To regard this early edition of AT&T’s National Telephone Directory as quaint, from our cell phone-crazy vantage 130 years later, is to discount the significance of the technology at the time. But still, it is pretty cute, starting with the iconic blue bell on the cover and the introductory General Information, which includes some very useful instructions for those millions who didn’t know how to handle the horn back in 1894. One needed to “give the bell crank one sharp turn” to get the operator’s attention, take the hand telephone from the hook and “place it firmly against the ear,” then “speak into the transmitter, with lips as close as possible to the mouthpiece.” We smart (phone) alecs may be thinking “Well, duh!,” but 19th-century early adopters probably struggled as hard to master that pesky crank as we do one-handed texting.
When this directory was published, a little less than 20 years after the invention of the telephone, long distance service extended from New York City as far west as Wisconsin, south to Washington DC, and north through coastal Maine. A map on the back cover depicts the network in a web of red lines, many of which end abruptly, suggesting that a single call may require some pretty fancy routing by the operators staffing the switchboards. No wonder AT&T bragged that “long distance telephone is instantaneous … 1000 miles and return in 5 minutes!” Don’t laugh – satellites were a long way off then.
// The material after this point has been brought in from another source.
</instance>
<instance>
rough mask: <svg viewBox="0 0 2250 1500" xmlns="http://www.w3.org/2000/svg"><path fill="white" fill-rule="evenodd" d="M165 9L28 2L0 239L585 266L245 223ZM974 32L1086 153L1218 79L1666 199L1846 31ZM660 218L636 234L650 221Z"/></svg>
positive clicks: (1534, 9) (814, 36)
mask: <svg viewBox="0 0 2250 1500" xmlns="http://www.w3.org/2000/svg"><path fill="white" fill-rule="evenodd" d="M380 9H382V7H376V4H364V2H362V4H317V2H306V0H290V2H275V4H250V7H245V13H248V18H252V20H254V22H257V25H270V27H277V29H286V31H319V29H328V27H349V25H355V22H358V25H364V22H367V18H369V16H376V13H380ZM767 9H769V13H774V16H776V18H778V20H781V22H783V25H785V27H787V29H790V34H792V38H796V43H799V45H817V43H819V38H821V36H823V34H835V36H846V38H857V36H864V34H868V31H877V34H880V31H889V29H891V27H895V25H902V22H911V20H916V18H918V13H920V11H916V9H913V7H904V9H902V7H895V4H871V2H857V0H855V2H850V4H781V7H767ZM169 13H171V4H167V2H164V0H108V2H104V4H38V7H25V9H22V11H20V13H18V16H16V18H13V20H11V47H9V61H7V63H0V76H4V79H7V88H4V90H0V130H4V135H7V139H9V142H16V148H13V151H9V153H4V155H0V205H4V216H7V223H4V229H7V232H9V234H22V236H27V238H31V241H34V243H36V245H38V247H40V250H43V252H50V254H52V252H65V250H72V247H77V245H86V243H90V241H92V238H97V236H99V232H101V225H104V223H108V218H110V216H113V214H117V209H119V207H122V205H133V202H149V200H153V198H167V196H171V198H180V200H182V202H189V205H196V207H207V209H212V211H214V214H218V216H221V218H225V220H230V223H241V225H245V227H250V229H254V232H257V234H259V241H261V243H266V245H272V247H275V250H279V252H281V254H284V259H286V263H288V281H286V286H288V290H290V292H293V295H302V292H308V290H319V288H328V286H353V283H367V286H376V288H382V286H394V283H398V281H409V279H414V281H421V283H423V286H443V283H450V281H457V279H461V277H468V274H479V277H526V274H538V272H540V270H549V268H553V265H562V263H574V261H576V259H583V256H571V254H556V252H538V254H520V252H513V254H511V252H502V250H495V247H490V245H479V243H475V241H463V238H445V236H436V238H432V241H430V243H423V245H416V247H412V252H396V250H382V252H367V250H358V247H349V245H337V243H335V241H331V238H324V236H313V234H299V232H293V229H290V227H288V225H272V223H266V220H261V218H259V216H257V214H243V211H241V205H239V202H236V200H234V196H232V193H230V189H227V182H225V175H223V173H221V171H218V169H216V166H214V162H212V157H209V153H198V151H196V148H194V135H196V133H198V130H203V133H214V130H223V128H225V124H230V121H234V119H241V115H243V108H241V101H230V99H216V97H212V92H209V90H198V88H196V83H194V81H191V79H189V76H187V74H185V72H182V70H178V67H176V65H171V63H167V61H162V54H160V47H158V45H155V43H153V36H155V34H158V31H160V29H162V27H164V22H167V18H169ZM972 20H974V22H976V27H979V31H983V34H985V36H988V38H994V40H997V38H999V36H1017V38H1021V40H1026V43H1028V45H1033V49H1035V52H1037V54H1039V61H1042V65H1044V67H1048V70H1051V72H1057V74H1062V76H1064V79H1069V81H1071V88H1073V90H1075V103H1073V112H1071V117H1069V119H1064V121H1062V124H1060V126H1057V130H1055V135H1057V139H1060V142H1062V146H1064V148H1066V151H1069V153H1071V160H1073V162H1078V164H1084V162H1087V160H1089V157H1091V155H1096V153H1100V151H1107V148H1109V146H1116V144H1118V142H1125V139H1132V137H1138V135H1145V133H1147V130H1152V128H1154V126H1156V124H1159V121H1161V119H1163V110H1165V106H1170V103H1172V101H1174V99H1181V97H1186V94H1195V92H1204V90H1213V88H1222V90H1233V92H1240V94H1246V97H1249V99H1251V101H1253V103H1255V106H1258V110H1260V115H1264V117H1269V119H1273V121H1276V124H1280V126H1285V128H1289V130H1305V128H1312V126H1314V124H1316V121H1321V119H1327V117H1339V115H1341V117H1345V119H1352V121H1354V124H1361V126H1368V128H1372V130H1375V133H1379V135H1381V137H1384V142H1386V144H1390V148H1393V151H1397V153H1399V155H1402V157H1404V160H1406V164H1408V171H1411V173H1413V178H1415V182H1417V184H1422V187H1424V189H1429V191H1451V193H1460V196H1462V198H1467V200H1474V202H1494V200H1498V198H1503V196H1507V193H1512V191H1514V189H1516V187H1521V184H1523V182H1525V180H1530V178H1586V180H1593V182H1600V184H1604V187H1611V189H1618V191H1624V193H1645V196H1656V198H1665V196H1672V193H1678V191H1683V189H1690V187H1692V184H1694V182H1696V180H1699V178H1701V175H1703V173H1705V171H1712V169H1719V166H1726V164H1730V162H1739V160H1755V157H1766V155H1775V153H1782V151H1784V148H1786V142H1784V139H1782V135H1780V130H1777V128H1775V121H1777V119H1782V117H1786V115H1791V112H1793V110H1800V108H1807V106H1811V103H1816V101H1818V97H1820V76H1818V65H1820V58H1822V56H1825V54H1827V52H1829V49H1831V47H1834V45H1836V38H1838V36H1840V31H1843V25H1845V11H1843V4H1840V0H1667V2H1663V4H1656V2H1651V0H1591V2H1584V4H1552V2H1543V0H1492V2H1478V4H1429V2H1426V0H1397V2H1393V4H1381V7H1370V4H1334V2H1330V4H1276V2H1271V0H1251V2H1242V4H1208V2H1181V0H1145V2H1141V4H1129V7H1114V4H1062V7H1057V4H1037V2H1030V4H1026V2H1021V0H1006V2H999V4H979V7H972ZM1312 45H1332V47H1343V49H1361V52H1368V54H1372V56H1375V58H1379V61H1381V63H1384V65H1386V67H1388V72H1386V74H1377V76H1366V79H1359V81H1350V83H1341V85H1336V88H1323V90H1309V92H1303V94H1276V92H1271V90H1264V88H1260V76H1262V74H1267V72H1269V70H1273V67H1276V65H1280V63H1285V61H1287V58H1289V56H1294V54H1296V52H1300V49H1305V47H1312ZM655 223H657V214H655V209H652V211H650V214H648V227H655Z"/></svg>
That a national phone directory can be contained in 336 pages (including index) shows how few telephones there were at the close of the 19th century, especially in residences. Who were these folks with telephones in their homes – were they the technophiles of their day? Status seekers? Or ordinary folks just trying to stay connected in a modern way with far-flung family and friends? The great majority of listings are commercial, very often simply the name of an individual followed by his line of business (preserving house, picture shipper, tallow grease broker, …). What fun to see a city or town this way, and what interesting possibilities for amateur cartographers and genealogists!